そうしていると、他のお客さんがやってきて、キッチン内のおかあさんに何やら話しかけていた。そこで、その人に「どうしたらいいんでしょうか」と聞いてみたところ、親切にいろいろと教えてもらえた。
曰く、「いつもはキッチンのおかあさんの他にホール担当のおとうさんがいる」「おとうさんが今配達中で不在」「なので注文も案内もなかったようだ」「ここで注文しちゃうといい」。
なるほど。事態は把握できたので、キッチン前で直接おかあさんに注文することにした。メニューはよくわからなかったので、教えてくれたお客さんのおすすめの「トリプル」にし、上のテントで待機することにした。
やがておとうさんも帰ってきて、テントまでトリプルとやらを運んできてくれた。
トリプルとは、このモツ料理屋のメニューにある「もつ焼き(こってり)」「もつ焼き(あっさり)」「もつ煮」の3つすべてが、おかずとしてついてくる定食だった。どのモツ料理も大変うまかった。が、量が多かった。3つのおかずどれもが、それ単体でごはん1杯いける分量だったのだからそりゃそうだろう。

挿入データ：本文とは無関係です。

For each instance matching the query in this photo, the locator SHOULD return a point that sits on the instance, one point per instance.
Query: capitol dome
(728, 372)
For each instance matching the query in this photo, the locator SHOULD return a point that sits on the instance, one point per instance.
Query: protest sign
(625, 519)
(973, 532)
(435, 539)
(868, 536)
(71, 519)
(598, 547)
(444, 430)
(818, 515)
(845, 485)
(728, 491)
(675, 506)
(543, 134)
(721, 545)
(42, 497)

ごはんのお替りもできたけど、この美味しいモツ料理を、満腹状態で食べるのももったいなかったので、汁っぽいもつ煮だけを食べきって、もつ焼き2種は持ち帰り用のパックをもらって持って帰ることにした。持ち帰ったもつ焼きは、その日の夕飯に美味しくいただいた。
ちなみにこの時、親切に教えてくれたお客さんと相席になって、1時間半近くずっとテントで会話に花を咲かせることにもなった。私はバイカーで、彼はチャリダーだったんだけど、年齢が近かったこともあって、お互いの乗り物の話から、職場での苦労話まで、妙に馬が合った感じで会話ができて、大変楽しかった。

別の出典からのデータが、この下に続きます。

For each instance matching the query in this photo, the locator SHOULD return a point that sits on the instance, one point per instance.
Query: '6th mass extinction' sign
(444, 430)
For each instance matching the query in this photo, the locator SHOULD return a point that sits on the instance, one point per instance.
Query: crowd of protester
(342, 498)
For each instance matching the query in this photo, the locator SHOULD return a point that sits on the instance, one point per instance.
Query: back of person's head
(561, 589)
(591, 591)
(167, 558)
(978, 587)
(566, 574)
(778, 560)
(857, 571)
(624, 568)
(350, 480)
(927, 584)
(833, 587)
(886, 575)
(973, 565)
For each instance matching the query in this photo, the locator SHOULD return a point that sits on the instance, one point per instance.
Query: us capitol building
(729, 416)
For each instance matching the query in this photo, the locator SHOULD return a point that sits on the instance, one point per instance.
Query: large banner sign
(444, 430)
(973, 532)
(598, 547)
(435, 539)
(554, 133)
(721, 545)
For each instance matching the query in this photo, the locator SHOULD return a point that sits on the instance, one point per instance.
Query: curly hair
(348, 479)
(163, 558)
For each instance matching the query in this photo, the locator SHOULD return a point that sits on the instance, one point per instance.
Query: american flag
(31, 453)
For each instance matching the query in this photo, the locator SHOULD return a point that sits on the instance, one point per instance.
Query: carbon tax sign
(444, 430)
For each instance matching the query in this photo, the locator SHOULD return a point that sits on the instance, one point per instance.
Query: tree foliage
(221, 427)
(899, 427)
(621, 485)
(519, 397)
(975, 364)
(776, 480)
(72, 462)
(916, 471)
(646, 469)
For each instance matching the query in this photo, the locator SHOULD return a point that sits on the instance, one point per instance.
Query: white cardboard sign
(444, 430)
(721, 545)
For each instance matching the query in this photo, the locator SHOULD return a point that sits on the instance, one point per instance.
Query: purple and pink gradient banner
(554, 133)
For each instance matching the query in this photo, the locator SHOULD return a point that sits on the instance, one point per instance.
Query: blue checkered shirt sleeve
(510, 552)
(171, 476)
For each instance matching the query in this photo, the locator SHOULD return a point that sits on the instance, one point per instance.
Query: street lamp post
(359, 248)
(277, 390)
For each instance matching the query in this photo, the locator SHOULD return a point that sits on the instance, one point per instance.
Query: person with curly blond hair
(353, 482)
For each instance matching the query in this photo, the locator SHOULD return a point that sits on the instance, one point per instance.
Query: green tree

おそらく彼と二度と会うことはないとは思うんだけど、こういう一期一会も旅の醍醐味だなぁ(なんつって、こんなことはめったにないんだけども)。
【国道】
帰り道は国道299号やら16号やらを経由した。いやー、やっぱりまっすぐ緩やかな舗装路はいいな。走りやすくて気楽で。ただ、帰り道は午前中までの晴天から一変して、曇天気味だったのが残念だった。